Observo las piezas y me hablan de una época anterior a esta, en la que podíamos estar juntos, compartir, acercarnos y jugar sin miedo. Mostrábamos la expresión de nuestras caras en vivo y en directo, sin tapabocas, reconociendo gestos, sonrisas, enfados. Hemos tenido que aprender a descifrarnos tapados. ¡Y cuánto nos ha costado! La proximidad de carne y hueso la vivimos hoy como un lujo; ya no se toma por sentado, como antes. De eso, y de tantas otras cosas más, nos hemos tenido que despedir abruptamente, sin la posibilidad de decir adiós, ni siquiera «hasta luego».

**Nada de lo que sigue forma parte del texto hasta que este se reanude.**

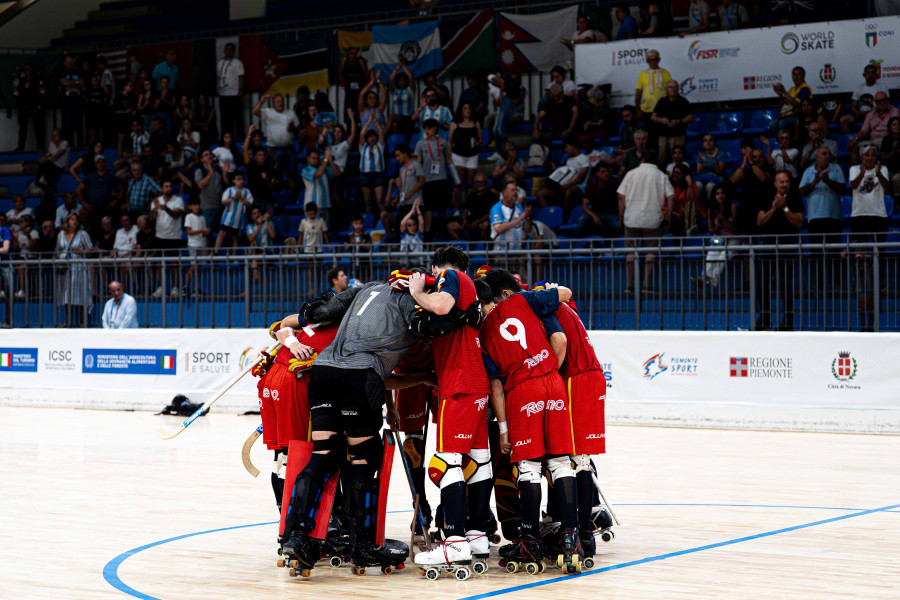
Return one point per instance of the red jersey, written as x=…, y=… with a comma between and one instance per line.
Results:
x=457, y=359
x=514, y=339
x=580, y=355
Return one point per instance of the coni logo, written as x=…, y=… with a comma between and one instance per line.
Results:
x=790, y=43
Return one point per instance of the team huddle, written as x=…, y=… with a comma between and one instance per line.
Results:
x=516, y=391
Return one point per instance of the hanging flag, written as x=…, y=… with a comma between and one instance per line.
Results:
x=288, y=65
x=532, y=42
x=471, y=47
x=419, y=45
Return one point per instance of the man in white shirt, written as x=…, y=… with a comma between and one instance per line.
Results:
x=120, y=311
x=230, y=86
x=642, y=194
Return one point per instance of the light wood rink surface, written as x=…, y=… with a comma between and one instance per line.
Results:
x=81, y=488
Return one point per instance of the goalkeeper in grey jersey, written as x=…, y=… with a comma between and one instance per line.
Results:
x=346, y=398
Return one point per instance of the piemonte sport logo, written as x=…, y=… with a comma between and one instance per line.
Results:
x=843, y=367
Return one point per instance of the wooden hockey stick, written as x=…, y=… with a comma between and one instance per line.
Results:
x=167, y=435
x=245, y=451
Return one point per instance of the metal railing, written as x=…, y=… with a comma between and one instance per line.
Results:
x=678, y=284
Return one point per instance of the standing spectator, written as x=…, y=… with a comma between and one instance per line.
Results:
x=782, y=217
x=671, y=116
x=140, y=191
x=313, y=230
x=628, y=28
x=354, y=74
x=732, y=15
x=230, y=87
x=863, y=99
x=698, y=18
x=434, y=154
x=74, y=285
x=280, y=127
x=71, y=101
x=317, y=176
x=651, y=85
x=600, y=205
x=168, y=69
x=506, y=219
x=120, y=311
x=643, y=193
x=30, y=96
x=477, y=212
x=465, y=139
x=790, y=100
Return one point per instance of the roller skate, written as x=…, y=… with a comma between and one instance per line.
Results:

La sensación que tengo ahora del tiempo es como si fuera una materia flexible como el barro. Dos semanas se convirtieron en casi dos años en los que nuestros encuentros se dieron, casi exclusivamente, a través de pantallas y mensajes de texto. Echo de menos la experiencia real. Quizás sea esa la razón por la que en los vínculos afectivos, me sucede algo parecido. Los encuentros y las despedidas permanecen como suspendidas en un intervalo en el que, al menos para mí, el tiempo pasa y al mismo tiempo no lo hace:
-Ojalá nos podamos ver, para despedirnos.
-Ya nos veremos.
Estoy segura que mis alumnas y alumnos ya no recuerdan que dejaron sus obras de arte en el taller hace dieciocho meses, cuando nuestra vida paró de golpe. Yo soy la única que lo recuerda. Por un lado, porque aún las veo en las repisas por donde camino cada día que estoy en el taller pero, por otro, porque aún sin verlas, permanece un especial apego por ellas.